Si au contraire ces images étaient librement diffusées sur Internet, une myriade d’acteurs – publics ou privés – pourraient s’en emparer pour faire vivre le patrimoine sur les territoires, avec la possibilité de choisir par eux-mêmes une sélection sans avoir à passer par le filtre « d’experts » et avec la liberté de déterminer comment les réutiliser sans qu’on le pense à leur place. Voilà comment le numérique pourrait venir « outiller » les droits culturels en donnant une effectivité au « droit de participer à la vie culturelle » qu’ils impliquent.

Se donner des moyens dignes des droits culturels

Pour toutes ces raisons, il me semble que le plan « Culture près de chez vous » traduit une forme de « gadgétisation » des droits culturels et il est assez malvenu que cette notion ait été pour la première fois employée publiquement par la Ministre dans un tel contexte. Car si les droits culturels sont inscrits à présent dans la loi française, nous sommes entrés dans une phase très importante où leur interprétation va peu à peu de se fixer à travers la manière dont les pouvoirs publics vont les implémenter. Françoise Nyssen a beau déclarer que les droits culturels ne «sont pas des droits accessoires», ils occupent une place tout à fait résiduelle dans ce plan, parce qu’on a méthodiquement « oublié » en cours de route leur dimension démocratique et citoyenne.
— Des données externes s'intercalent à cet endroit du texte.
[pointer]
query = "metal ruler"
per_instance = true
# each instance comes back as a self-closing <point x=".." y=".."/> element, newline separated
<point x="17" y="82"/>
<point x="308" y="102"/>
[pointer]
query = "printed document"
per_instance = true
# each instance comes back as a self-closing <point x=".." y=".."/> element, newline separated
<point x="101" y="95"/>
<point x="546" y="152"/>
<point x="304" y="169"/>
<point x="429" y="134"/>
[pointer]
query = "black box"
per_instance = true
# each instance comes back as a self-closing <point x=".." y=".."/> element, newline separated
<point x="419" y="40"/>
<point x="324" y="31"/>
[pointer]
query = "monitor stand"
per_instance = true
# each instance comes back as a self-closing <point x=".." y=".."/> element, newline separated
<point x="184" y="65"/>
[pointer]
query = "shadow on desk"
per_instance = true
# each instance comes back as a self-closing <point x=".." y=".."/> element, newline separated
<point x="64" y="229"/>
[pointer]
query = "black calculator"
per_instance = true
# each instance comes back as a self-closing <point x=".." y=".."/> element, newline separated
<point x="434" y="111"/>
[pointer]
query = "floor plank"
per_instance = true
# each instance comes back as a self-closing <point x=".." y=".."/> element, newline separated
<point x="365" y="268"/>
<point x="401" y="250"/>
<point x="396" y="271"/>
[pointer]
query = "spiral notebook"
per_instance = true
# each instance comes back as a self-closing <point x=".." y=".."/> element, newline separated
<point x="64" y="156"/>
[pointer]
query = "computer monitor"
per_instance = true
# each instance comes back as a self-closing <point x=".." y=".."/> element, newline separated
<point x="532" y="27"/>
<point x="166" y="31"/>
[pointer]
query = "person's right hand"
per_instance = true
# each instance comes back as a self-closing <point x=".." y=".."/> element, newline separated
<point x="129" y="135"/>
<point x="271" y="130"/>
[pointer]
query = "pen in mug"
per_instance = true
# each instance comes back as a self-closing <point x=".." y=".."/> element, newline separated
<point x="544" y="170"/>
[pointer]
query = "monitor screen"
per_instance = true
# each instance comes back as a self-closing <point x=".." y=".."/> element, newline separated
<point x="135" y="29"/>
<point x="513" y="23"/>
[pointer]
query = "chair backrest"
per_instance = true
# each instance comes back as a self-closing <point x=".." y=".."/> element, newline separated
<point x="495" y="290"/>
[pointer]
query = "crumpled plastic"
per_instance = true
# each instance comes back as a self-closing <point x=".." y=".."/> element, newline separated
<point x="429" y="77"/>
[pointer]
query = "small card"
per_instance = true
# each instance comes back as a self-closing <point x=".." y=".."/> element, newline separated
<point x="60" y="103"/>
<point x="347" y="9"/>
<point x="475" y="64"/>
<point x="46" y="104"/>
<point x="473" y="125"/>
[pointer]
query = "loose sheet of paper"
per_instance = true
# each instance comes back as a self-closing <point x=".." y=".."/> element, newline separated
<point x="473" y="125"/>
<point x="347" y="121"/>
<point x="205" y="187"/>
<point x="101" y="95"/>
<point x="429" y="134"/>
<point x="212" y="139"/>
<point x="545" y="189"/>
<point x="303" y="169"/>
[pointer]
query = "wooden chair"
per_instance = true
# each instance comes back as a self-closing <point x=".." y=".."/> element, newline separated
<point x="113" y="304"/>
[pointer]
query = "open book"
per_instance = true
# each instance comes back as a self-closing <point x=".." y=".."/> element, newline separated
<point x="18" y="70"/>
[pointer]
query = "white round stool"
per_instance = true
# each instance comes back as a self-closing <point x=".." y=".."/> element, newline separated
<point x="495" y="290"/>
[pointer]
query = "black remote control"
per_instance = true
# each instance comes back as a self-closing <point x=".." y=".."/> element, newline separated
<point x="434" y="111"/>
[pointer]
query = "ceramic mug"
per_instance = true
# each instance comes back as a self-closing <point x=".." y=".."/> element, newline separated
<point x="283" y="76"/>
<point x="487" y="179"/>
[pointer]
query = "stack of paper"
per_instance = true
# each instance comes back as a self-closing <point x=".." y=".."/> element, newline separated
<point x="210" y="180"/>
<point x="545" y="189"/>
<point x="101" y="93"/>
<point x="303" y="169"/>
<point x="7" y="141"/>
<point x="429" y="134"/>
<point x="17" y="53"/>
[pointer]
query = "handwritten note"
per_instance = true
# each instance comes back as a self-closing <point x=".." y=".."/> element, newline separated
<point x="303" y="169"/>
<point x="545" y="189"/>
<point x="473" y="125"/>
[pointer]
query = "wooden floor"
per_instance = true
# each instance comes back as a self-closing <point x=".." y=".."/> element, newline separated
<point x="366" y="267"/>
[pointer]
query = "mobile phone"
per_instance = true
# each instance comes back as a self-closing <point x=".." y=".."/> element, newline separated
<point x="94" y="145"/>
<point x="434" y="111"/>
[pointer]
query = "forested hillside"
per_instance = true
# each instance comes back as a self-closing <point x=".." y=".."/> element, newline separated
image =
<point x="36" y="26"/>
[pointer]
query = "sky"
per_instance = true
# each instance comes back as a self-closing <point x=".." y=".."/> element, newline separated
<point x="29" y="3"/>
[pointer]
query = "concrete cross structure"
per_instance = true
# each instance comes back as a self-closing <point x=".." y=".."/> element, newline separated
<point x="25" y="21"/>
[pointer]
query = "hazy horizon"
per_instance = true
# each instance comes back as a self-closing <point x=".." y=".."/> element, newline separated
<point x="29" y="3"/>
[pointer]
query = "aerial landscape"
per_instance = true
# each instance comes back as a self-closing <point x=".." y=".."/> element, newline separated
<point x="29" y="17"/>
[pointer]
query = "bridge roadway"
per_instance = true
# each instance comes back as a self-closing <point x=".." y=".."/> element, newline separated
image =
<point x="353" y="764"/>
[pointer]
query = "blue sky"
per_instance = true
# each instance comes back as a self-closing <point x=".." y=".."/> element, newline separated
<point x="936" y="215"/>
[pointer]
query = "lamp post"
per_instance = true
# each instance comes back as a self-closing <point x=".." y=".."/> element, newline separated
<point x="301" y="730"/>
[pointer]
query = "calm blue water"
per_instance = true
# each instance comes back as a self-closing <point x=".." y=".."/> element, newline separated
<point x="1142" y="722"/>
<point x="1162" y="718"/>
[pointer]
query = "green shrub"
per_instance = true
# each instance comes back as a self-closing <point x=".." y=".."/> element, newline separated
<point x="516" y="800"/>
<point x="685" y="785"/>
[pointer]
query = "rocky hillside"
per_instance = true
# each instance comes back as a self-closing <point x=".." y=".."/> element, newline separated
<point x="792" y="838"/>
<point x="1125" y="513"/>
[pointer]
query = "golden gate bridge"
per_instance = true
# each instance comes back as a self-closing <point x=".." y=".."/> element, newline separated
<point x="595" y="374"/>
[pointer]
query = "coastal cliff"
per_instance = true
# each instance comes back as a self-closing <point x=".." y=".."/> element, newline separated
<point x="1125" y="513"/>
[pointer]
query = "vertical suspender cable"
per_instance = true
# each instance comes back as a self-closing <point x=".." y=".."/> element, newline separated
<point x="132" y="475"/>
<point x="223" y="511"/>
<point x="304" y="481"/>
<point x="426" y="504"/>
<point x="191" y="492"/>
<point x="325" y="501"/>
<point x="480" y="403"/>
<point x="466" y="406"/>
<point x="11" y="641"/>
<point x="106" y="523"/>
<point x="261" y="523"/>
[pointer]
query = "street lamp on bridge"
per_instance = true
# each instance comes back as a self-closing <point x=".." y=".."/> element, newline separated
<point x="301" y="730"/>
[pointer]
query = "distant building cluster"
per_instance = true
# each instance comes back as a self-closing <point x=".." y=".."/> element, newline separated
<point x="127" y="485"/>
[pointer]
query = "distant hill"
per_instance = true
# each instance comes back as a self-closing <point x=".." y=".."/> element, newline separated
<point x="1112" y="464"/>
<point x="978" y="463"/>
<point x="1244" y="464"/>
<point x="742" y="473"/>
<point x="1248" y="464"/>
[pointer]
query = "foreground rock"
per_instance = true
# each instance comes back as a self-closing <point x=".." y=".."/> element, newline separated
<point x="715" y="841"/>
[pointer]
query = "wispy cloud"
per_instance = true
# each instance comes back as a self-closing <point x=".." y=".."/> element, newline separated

Mais ce sont aussi les financements alloués à cette opération qui trahissent la faiblesse des ambitions ministérielles à l’endroit des droits culturels. On annonce des crédits supplémentaires de l’ordre de 6,5 millions d’euros par an qui paraissent bien faibles, surtout si on les met en rapport avec les 30 à 35 millions que coûterait le seul déplacement de la Joconde à Lens ! Même si le Ministère parle d’une augmentation jusqu’à 10 millions par an d’ici à 2022, cela restera encore dérisoire comparé à d’autres mesures. A lui seul, le fameux Pass Culture (idée de donner à chaque jeune de 18 ans 500 euros pour des achats culturels) devrait coûter la bagatelle de 425 millions d’euros par an ! Or on espère que Françoise Nyssen ne se risquera jamais à invoquer les droits culturels pour justifier la mise en place de cette mesure. Car le Pass Culture revient purement et simplement à amputer une part considérable des crédits publics alloués aux politiques culturelles pour les transformer en une méga-subvention aux industries du secteur dont l’allocation sera décidée par les mécanismes du marché ! Mais cette façon de réduire l’accès à la culture à de la consommation de biens culturels va recevoir un budget 60 fois supérieur à celui alloué à la réduction des inégalités territoriales…

***

A condition que les citoyens s’organisent collectivement pour s’en emparer, les droits culturels peuvent constituer un puissant instrument de critique et d’évaluation des politiques publiques, d’où l’importance de ne pas les laisser dégénérer en de simples « éléments de langage » servant à enrober les annonces ministérielles.